NZ wine company going to court over alleged bottle labelling fraud

Author
Kurt Bayer, NZ Herald,
Publish Date
Wed, 14 Feb 2018, 12:18PM

An alleged complex wine fraud is heading to trial after a New Zealand wine company, which has now gone into liquidation, denied charges that question the vintage and origin of tens of thousands of bottles.

Southern Boundary Wines Ltd, of the North Canterbury wine region of Waipara, along with its vineyard manager and winemaker Scott Charles Berry, winemaker Rebecca Junell Cope, and operations/export manager Andrew Ronald Moore, have been accused of being behind the alleged scandal.

The prosecution has been brought by the Ministry of Primary Industries (MPI) in what is understood to be the first case of its kind in New Zealand.

The alleged misconduct, dating back to 2011, 2012, and 2013 Marlborough and Waipara sauvignon blanc and pinot noir vintages, was brought to light by a whistleblower, the Herald has learned.

The company and the directors - 36-year-old Berry, Moore, 43, and Cope, 42 - were charged last February but an interim suppression order prevented reporting on the case until it was lifted at Christchurch District Court this morning.

Today, the court heard that the company and the directors have pleaded not guilty to all 156 charges.
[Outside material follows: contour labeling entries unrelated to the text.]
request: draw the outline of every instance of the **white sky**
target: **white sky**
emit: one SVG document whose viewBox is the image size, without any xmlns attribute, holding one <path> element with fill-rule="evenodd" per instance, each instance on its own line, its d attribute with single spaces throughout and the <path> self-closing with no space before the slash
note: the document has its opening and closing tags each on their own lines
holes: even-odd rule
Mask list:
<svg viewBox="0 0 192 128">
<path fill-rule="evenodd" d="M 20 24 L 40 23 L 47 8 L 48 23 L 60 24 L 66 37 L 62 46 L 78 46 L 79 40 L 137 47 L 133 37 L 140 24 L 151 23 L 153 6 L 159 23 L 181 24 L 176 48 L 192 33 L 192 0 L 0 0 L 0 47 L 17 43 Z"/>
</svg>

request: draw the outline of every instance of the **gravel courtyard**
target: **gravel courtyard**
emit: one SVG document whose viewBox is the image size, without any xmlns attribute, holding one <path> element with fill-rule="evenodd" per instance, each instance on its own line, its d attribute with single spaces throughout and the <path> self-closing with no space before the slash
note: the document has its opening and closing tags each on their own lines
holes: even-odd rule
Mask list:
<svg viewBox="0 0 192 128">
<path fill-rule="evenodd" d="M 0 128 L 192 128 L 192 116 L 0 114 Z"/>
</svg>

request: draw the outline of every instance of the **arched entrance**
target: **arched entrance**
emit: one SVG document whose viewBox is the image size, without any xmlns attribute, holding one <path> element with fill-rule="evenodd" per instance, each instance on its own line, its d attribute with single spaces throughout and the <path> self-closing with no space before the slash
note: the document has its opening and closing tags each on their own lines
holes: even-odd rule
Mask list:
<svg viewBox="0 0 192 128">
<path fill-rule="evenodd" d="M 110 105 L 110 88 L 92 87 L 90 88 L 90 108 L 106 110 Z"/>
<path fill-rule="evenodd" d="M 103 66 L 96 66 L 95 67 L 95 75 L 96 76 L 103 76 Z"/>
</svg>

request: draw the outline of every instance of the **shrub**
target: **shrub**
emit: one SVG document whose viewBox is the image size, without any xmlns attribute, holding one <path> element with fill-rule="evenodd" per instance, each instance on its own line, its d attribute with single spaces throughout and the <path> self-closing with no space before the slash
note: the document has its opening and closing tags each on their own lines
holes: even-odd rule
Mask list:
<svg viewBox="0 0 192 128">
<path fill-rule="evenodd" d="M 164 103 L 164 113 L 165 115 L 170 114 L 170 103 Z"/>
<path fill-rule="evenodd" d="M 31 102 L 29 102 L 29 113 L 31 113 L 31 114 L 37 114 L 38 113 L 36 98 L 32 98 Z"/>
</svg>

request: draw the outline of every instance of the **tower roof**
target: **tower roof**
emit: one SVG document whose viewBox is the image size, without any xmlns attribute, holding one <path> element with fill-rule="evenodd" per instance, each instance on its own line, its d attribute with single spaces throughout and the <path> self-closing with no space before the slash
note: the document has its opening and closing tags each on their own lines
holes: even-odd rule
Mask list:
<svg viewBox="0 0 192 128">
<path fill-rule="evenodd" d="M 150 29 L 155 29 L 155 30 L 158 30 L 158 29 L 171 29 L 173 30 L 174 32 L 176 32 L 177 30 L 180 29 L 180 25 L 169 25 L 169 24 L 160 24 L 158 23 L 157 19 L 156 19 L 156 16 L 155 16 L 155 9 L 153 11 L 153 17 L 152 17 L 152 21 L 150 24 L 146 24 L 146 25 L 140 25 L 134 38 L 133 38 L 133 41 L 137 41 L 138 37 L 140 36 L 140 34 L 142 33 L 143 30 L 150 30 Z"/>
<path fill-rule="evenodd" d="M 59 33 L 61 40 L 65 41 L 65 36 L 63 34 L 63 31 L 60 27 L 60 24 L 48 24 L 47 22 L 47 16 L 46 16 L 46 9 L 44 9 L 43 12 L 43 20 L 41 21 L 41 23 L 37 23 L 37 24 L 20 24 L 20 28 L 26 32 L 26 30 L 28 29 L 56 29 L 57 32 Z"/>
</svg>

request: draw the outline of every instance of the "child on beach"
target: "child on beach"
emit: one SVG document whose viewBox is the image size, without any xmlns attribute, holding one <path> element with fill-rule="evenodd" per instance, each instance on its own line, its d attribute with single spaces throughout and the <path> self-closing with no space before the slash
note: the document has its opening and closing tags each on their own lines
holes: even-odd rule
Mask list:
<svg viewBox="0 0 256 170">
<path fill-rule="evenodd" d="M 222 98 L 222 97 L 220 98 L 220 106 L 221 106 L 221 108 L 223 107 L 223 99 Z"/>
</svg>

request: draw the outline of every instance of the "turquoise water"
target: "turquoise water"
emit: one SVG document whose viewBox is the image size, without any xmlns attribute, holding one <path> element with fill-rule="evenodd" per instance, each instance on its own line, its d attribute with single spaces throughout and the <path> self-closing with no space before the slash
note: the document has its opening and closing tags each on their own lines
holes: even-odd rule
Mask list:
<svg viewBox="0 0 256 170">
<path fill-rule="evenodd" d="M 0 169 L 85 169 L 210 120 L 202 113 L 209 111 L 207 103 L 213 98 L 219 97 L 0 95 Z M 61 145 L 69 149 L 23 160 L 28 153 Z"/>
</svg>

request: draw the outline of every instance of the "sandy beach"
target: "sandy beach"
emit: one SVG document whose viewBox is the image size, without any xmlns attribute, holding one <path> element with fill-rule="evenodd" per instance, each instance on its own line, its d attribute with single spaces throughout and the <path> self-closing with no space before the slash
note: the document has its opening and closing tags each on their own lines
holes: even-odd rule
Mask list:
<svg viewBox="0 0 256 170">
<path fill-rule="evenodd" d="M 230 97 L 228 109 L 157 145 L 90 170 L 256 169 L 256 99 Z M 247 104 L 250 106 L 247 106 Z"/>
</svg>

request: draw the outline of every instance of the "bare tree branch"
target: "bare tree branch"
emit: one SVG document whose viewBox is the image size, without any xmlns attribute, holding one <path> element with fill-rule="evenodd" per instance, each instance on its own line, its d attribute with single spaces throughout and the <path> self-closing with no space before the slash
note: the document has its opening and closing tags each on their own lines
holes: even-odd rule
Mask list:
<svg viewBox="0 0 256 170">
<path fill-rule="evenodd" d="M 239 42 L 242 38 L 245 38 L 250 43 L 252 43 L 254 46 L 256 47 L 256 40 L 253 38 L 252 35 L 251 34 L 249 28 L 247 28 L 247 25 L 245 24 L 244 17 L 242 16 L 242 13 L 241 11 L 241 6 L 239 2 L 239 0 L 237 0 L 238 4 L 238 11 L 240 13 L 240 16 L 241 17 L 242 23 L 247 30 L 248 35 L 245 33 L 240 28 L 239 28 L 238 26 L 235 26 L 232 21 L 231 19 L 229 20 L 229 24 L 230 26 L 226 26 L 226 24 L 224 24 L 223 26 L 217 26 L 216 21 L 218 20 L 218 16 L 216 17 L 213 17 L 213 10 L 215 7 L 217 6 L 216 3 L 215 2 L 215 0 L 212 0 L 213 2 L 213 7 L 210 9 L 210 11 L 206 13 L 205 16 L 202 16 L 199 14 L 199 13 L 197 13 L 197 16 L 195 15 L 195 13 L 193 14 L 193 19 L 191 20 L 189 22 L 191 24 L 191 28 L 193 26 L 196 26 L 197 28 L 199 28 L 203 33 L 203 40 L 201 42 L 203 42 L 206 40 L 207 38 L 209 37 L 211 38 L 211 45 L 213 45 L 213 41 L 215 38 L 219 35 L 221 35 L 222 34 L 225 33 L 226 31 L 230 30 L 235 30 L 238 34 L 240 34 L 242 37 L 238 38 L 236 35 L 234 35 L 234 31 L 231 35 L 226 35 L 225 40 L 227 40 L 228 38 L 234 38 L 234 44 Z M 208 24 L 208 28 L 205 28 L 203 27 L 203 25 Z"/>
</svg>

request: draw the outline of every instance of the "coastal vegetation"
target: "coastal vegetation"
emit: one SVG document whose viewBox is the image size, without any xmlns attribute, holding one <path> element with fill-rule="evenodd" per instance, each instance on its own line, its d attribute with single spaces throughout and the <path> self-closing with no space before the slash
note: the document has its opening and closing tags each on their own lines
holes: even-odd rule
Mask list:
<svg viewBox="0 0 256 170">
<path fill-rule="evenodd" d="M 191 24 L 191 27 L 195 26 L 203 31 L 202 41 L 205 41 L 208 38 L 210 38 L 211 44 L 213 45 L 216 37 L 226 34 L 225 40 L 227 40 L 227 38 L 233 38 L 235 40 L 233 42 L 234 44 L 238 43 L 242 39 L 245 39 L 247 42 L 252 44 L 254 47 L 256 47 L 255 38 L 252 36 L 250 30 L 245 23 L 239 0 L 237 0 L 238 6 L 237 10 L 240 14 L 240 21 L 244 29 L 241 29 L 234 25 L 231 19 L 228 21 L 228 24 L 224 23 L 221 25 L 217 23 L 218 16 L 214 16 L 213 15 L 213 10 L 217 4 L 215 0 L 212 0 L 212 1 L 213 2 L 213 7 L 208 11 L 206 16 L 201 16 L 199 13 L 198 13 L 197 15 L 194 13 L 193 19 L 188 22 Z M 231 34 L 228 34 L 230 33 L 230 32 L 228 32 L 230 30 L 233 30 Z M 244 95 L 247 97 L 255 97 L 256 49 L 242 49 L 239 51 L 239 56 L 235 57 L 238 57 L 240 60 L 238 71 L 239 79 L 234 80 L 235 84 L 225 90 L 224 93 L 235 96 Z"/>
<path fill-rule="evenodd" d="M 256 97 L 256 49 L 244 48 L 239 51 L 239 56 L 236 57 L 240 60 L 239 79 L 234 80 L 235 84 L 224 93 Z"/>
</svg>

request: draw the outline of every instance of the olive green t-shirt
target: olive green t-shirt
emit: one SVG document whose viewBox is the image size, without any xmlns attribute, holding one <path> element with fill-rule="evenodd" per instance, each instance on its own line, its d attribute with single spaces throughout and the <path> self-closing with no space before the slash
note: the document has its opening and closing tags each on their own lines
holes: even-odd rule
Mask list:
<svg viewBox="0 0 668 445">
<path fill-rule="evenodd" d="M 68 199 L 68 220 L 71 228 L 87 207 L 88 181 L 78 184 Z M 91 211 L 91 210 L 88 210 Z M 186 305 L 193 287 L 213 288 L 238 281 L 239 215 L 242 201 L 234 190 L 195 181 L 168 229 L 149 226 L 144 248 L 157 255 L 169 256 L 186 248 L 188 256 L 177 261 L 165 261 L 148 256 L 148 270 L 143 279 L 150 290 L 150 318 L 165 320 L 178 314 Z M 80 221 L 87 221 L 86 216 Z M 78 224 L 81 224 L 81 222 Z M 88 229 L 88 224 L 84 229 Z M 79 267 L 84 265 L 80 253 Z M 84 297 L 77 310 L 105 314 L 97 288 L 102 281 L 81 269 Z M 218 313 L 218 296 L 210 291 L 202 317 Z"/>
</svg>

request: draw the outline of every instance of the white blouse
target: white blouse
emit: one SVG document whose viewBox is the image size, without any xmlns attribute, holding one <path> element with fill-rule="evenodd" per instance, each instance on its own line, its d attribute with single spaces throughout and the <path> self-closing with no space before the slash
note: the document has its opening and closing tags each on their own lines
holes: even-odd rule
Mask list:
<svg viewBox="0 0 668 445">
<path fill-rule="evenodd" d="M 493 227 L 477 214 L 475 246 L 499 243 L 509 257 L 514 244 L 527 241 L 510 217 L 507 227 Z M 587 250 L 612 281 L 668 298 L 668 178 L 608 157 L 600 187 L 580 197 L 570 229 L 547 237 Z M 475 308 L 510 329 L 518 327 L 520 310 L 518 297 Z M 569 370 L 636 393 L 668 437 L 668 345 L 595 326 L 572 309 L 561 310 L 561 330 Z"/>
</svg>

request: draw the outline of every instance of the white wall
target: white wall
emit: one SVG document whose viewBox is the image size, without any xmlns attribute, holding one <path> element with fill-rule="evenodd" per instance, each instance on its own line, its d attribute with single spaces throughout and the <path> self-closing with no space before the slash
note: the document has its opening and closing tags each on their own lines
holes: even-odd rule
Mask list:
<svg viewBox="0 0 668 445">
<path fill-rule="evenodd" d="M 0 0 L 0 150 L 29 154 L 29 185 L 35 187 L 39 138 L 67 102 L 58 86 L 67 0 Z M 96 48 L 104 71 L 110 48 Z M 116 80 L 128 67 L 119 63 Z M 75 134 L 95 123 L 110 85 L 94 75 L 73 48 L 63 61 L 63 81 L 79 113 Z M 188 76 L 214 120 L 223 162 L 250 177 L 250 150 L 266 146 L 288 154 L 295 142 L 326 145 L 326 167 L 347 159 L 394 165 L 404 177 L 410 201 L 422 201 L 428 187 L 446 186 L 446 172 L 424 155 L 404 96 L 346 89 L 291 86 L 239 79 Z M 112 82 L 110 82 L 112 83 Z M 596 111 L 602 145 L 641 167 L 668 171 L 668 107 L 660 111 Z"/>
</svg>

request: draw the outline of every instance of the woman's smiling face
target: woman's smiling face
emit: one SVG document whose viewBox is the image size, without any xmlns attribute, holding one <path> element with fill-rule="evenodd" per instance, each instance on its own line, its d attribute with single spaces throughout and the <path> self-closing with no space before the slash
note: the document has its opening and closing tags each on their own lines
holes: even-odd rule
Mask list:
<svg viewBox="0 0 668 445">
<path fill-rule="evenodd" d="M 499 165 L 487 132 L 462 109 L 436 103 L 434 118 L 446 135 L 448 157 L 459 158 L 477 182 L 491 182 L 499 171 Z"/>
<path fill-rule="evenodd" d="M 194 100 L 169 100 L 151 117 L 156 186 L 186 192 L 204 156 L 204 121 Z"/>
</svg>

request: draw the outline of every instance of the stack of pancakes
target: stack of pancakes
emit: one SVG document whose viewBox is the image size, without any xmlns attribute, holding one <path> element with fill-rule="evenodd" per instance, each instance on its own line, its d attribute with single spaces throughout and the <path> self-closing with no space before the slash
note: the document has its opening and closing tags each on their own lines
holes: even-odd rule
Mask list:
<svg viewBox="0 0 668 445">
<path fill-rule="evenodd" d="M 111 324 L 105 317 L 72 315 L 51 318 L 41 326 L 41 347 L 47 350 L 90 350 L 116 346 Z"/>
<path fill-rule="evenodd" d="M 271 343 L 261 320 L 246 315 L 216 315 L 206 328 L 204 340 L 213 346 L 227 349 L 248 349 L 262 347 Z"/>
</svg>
They have elected trial by jury.

Memorandums filed to the court have also revealed that Southern Boundary Wines was placed in voluntary liquidation by shareholders' resolution on February 2.

A lawyer for the company has applied to have the charges dropped.

Judge Stephen O'Driscoll adjourned the case until May 9. MPI has until then to decide whether it will challenge the application.

The judge also told the parties to consider whether the case should move to the High Court given the trial would likely take a "significant period of time".

The charges include various allegations, including labelling wine as a certain vintage when in fact the grapes came from another year, false statements over where the wines came from, selling blended wines as coming from one vineyard, and trying to destroy or hide winemaking records.

Wines in question have allegedly been exported to the UK, Japan, Fiji, Thailand, and Australia.

It's understood that there is no health risk involved with any of the wine, which was made for drinking and not cellaring. None of the wine is available in New Zealand.

An interim suppression order made earlier covers the names and brands of wines, along with the source vineyards and complainants, and the identity of the whistleblower.